Update: The answer is given and it is supposed to be $\frac{1}{4}A.$
On
Here's one way you might start thinking about the problem.
Suppose that the original triangle has vertices at $(x_i,y_i)$ for $i=1,2,3$.
Let $U$, $V$ and $W$ be uniform $[0,1]$ random variables. Then the new triangle has vertices at points
$(U x_1 + (1-U)x_2, Uy_1 + (1-U)y_2)$, $(V x_2 + (1-V)x_3, Vy_2 + (1-V)y_3)$ and $(W x_3 + (1-W)x_1, Wy_3 + (1-W)y_1)$. Can you see what I've done here? Do you know a way to work out the area of a triangle from just the coordinates of it's vertices?
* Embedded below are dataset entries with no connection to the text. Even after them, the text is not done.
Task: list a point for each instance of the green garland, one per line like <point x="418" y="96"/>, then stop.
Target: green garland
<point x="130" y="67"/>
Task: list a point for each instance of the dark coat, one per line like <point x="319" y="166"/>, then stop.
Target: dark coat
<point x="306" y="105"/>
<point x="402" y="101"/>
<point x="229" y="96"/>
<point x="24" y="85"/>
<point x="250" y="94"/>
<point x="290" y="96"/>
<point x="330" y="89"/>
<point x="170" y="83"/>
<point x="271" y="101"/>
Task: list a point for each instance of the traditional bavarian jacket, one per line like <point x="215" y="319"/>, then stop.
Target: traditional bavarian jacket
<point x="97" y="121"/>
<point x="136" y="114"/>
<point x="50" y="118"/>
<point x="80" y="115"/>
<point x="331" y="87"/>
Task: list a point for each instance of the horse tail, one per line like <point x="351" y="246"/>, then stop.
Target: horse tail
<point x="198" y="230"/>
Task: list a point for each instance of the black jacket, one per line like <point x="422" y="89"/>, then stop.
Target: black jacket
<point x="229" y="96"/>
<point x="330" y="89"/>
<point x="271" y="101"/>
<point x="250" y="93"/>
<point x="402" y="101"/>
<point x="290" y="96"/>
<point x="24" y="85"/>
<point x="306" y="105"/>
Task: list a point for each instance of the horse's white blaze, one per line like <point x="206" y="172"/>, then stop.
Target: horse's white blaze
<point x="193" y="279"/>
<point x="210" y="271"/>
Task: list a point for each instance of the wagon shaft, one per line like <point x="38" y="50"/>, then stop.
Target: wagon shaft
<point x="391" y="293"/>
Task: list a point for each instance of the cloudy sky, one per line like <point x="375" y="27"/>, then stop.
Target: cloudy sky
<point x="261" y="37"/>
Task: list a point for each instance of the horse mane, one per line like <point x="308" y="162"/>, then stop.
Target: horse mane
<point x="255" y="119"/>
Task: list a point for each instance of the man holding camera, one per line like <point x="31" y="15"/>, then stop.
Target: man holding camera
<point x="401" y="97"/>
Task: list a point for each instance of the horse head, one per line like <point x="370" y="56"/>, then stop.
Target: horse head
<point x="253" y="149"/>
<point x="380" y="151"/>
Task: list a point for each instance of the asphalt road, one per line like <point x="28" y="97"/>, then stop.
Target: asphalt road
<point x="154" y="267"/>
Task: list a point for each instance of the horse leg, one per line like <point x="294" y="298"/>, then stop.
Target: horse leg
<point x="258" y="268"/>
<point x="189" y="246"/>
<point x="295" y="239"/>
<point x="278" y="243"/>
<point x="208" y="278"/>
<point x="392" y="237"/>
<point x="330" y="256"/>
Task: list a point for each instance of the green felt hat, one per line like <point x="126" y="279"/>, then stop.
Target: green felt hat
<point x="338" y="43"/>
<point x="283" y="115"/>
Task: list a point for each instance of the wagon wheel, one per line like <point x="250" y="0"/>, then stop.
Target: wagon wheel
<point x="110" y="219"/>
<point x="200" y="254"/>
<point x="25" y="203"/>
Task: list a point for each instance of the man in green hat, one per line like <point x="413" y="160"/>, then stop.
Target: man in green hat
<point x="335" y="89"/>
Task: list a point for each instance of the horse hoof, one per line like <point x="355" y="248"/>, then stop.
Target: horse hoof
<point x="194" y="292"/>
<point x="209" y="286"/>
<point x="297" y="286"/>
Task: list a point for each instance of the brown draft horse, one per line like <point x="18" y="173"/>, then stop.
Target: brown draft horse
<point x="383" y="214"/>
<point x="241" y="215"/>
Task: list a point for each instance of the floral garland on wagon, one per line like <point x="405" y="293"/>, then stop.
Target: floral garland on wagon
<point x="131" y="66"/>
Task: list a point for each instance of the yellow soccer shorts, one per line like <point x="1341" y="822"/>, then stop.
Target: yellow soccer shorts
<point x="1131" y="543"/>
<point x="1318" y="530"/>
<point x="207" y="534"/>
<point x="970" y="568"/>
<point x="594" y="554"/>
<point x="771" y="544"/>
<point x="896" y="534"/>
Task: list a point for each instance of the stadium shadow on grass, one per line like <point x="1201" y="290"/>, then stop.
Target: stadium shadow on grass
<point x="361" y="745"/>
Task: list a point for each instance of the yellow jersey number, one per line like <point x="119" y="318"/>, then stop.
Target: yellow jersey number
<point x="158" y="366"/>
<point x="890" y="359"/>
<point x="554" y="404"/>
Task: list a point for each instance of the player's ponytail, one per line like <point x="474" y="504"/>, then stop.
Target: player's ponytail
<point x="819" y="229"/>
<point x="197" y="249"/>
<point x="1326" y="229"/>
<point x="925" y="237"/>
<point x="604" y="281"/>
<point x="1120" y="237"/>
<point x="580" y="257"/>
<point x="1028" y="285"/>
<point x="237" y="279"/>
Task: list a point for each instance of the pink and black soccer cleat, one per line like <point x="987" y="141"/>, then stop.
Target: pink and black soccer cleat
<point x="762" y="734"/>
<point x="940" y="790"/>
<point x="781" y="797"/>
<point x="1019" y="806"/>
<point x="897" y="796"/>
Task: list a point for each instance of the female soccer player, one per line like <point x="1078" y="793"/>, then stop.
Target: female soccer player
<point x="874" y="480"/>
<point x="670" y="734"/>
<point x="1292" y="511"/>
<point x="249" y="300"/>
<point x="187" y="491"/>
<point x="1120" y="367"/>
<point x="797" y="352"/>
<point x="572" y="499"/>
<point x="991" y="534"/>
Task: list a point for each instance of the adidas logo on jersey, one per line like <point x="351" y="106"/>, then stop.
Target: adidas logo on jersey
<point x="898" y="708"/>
Following @SharkyKesa's hint, observe that if you apply a linear transformation to your triangle (and the three selected points), the ratio between the area of the subtriangle and the main triangle remains invariant. So you can begin by transforming the main triangle to any one that's convenient to work with. I propose one with vertices $A = (0,0), B = (1, 0), C = (0, 1)$, whose area is $T = \frac12$.
Picking vertices for the subtriangle in each edge in turn gives $$ v_1 = (0, t)\\ v_2 = (u, 0)\\ v_3 = (1-s, s). $$ where $s,t,u$ are uniform random variables on $[0, 1]$.
Note that $v_1v_2v_3$ is a counterclockwise traversal of the triangle.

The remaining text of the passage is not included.